Business Insurance
By Sonja Ryst
October 30, 2011
TALLAHASSEE, Fla.—A senior official at Florida’s catastrophe fund is urging lawmakers to reduce the fund’s role as a reinsurer in the state after a report estimated that the fund could face a $3.2 billion shortfall if a major storm were to hit.
While the report emphasized that it used conservative guidelines to estimate the Florida Hurricane Catastrophe Fund’s ability to raise funds to pay claims after a major hurricane, the fund’s capacity should still be reduced by about $5 billion, according to the official.

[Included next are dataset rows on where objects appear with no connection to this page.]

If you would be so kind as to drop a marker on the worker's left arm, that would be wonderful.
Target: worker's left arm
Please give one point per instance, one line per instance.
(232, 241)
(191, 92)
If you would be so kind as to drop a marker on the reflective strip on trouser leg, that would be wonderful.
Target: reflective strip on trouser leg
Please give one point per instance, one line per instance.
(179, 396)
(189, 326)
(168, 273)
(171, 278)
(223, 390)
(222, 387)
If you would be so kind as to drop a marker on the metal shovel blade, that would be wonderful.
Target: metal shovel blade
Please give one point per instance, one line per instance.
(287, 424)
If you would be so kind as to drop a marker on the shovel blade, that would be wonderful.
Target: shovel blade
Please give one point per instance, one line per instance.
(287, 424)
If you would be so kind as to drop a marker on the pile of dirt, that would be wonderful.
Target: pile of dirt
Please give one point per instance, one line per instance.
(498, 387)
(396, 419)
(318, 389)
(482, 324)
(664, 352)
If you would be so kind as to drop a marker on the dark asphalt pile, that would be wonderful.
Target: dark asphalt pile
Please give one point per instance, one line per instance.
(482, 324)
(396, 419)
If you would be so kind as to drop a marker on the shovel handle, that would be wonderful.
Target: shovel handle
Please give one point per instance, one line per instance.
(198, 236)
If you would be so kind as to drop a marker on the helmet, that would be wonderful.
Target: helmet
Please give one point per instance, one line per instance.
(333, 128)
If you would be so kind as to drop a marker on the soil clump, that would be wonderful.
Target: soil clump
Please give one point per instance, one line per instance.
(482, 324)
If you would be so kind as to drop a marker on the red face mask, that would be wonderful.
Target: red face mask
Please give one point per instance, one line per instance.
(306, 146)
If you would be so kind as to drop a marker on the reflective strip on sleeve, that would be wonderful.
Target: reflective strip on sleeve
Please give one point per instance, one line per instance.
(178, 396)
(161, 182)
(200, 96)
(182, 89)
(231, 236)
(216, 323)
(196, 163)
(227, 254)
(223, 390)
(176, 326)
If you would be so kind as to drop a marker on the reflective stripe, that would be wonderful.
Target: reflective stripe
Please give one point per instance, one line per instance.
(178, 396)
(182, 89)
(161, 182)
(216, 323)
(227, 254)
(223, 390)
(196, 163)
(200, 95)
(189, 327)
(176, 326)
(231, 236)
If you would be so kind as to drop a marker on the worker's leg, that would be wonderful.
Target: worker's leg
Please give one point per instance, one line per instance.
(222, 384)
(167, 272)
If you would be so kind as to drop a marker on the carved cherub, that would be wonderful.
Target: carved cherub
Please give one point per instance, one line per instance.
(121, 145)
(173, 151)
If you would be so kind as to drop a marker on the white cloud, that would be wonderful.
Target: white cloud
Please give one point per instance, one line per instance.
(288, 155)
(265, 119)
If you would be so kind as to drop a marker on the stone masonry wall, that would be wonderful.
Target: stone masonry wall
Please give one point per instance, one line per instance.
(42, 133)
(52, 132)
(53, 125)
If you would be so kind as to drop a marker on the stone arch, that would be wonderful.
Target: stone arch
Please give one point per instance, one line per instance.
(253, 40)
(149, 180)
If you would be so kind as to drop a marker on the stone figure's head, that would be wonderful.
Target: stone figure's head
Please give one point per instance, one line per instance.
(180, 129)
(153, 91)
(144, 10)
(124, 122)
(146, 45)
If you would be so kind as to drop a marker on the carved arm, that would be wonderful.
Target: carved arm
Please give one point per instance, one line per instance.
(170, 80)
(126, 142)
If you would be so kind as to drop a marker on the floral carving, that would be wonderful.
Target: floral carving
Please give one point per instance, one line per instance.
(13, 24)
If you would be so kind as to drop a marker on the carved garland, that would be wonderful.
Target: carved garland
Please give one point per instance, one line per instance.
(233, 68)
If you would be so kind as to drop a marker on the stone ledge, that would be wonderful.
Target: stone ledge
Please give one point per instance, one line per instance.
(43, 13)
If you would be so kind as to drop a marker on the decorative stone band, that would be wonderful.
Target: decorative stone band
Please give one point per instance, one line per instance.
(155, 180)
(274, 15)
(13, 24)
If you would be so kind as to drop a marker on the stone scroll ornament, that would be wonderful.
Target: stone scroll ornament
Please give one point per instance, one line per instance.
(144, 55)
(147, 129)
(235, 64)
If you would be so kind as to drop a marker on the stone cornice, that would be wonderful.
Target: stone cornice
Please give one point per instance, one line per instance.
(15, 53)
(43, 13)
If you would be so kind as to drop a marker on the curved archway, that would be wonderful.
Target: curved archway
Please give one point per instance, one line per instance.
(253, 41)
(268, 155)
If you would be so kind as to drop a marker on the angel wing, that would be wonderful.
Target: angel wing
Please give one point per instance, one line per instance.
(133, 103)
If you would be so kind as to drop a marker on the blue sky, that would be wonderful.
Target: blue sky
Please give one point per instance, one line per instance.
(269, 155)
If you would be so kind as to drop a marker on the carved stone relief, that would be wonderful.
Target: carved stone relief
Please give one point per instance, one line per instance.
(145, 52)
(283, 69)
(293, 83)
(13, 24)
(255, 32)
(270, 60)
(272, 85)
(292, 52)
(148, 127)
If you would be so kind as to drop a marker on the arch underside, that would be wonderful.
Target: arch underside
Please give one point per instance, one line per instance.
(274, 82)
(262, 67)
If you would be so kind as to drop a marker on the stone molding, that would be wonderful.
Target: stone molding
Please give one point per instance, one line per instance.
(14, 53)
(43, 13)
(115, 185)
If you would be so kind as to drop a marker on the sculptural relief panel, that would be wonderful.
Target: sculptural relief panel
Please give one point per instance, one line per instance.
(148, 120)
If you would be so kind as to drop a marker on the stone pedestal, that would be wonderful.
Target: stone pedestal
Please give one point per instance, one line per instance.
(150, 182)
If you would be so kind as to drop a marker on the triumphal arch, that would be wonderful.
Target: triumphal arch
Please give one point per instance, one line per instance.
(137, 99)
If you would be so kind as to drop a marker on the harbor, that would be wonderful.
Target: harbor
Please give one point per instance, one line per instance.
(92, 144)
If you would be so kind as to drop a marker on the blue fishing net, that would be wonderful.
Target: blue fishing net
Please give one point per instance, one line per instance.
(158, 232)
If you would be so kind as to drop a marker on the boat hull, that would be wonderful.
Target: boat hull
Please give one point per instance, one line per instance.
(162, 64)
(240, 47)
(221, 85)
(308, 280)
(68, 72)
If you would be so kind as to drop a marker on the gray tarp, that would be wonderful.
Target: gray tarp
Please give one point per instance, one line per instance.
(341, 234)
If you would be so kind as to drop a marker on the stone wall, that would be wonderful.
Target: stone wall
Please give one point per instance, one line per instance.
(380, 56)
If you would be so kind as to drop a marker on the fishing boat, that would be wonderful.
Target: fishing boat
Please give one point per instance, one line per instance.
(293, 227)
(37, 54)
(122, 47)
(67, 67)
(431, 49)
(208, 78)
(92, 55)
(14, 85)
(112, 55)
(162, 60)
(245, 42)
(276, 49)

Insurance industry observers echoed concerns of some state lawmakers that the FHCF may be exposed beyond its ability to raise money to pay claims.
The FHCF was established in 1993 to provide reinsurance capacity for Florida insurers after losses from Hurricane Andrew led to a sharp reduction in capacity in the state. The FHCF is funded through premiums from Florida insurers. Participation in the fund is mandatory for nearly all property insurers writing residential business Florida.
Based on its current exposures, the fund could face claims of $18.39 billion if a major hurricane were to hit this year, according to the Oct. 18 report prepared by St. Petersburg, Fla.-based Raymond James & Associates Inc.
The fund is projected to have a year-end balance of $7.17 billion. However, the basis for calculating the FHCF’s ability to meet its obligations also factors in the state’s ability to raise money through municipal bonds after a catastrophe.
According to the report, taking an average estimate from a panel of leading international investment banks, the fund would be able to raise $8 billion through bond issues in the 12 months after the event, leaving a potential shortfall of about $3.2 billion. The report noted that the banks estimate that the FHCF could raise another $6 billion over a 24-month period, but “based on a desire for conservatism and guidance from FHCF staff about potential payout timing, “ the 12-month time frame was used to estimate the fund’s financial resources.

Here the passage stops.